Monday, January 26, 2009

Back

A strange time this last week. In a dharma talk from Thich Nhat Hahn, he says if you can't smile this is like a television that only gets one channel. So to get married during a time when there is so much wrong in the world is like an exercise in changing the channel. We included Jewish elements into our primarily Buddhist ceremony. There are many interpretations to breaking the glass: one is to recall the sorrow of the world even in a moment of joy. Buddhist elements included chanting to Kwan Um Bosal, the Bodhisattva of infinite compassion, which could be as much about Gaza as about the wedding. But overall, it was a wonderful time. Also from the talk linked above, "A person doesn't have to do a lot in order to save the world. A person has to be a person and then that is the basis of peace." So for a day I was a person.

During that time, ceasefires were declared in Gaza. I'm still catching up on news, but this is obviously wonderful news. But it is also strange. I hope Israel accomplished many goals. It would be worse to think the war was for nothing, but still it would have been better had it not happened.

Several right-wing blogs have noted that the Dalai Lama has said that terrorism is difficult to deal with through non-violence. I'm afraid many people are exaggerating this. It is true, but I'm confident it is only a small part of what the Dalai Lama would say about the Israeli/Palestinian conflict. However, we do have to note that radical non-violence does not mean hating those on either side who use violence, but embracing them. Radical non-violence is a far more violent than pacifism.

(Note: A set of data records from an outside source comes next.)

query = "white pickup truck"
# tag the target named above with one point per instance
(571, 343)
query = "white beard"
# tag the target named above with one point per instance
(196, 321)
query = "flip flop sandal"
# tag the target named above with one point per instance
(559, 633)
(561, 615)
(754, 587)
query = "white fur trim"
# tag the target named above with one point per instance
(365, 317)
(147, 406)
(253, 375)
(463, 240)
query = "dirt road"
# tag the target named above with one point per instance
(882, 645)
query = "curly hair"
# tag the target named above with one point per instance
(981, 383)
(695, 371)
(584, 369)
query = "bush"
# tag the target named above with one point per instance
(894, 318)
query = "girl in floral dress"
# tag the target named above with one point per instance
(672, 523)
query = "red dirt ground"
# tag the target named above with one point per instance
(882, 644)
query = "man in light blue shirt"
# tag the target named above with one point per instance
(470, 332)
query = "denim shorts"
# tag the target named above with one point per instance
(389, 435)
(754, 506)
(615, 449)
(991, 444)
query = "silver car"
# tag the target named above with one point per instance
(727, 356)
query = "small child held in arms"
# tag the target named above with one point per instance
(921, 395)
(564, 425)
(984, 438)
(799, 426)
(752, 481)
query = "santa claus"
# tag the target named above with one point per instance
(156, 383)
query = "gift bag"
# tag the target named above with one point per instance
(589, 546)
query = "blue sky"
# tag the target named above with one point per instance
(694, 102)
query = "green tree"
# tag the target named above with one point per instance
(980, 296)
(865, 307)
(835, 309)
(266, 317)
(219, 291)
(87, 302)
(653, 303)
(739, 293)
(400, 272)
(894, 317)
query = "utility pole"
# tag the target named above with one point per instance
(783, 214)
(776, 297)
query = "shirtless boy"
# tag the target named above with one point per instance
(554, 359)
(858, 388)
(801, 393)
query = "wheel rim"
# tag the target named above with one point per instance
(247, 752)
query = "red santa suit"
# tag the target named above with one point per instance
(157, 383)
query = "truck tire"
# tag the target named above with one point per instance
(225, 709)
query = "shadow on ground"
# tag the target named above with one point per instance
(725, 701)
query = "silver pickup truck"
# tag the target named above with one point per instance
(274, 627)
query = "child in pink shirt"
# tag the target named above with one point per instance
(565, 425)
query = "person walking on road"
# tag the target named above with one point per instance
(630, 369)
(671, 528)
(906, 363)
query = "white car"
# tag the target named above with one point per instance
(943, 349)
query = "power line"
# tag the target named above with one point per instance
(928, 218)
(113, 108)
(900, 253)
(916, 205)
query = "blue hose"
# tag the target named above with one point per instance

Which brings me to this article (to me via Nextbook and their daily email). Somewhere in there is the argument that Israel is a denial of the moral superiority of Jews. This, of course, misses the point of Israel's existence. That it should be a nation among other nations. That Jews should be a people like other people. Self-determination is a procedural right. It is not negated by making the wrong choices. It is as true of Zionism as Communism, or really any ideology or -ism, that proponents can become blind.
Judt never articulates a philosophical basis for his interest in Israel, but there is a logical affinity between Communism and Zionism, as he sees them both. American Zionists (of which I count myself one) are running the very real danger of becoming the new Communists—passionately committed, endlessly energetic, and thoroughly, incontrovertibly wrong.
But in this world there are people who are allowed to be wrong and people who are not. And so (also via Nextbook), I have far more sympathy for Elizabeth Wurtzel when she writes:
And while I'd like to artificially separate anti-Zionism from antisemitism, like most American Jews, I'm not willing to make that false distinction: when there is more than one Jewish state, the world's hatred of Israel might become no different from its exasperation with any other country, but since Israel is the only homeland, and really it is nothing more than six million Jews living together in an area the size of New Jersey, I can't pretend that the problem with Israel is that it's a poorly located country that happens to be at odds with its neighbours and only coincidentally happens to be Jewish. The trouble with Israel is the trouble with Jews.
Like Judt, she is right on points and wrong on points. I might agree more on specific points with Judt (though I often disagree with anti-Zionists on a great deal of specific points, and I don't know the extent that I'd disagree with Wurtzel), but on the whole, I'm confident it is anti-Zionists who are passionately committed, endlessly energetic, and thoroughly, incontrovertibly wrong. If Tony Judt's attacks on Israel were intended to make a better Zionism, rather than to repudiate Zionism, it would make a difference.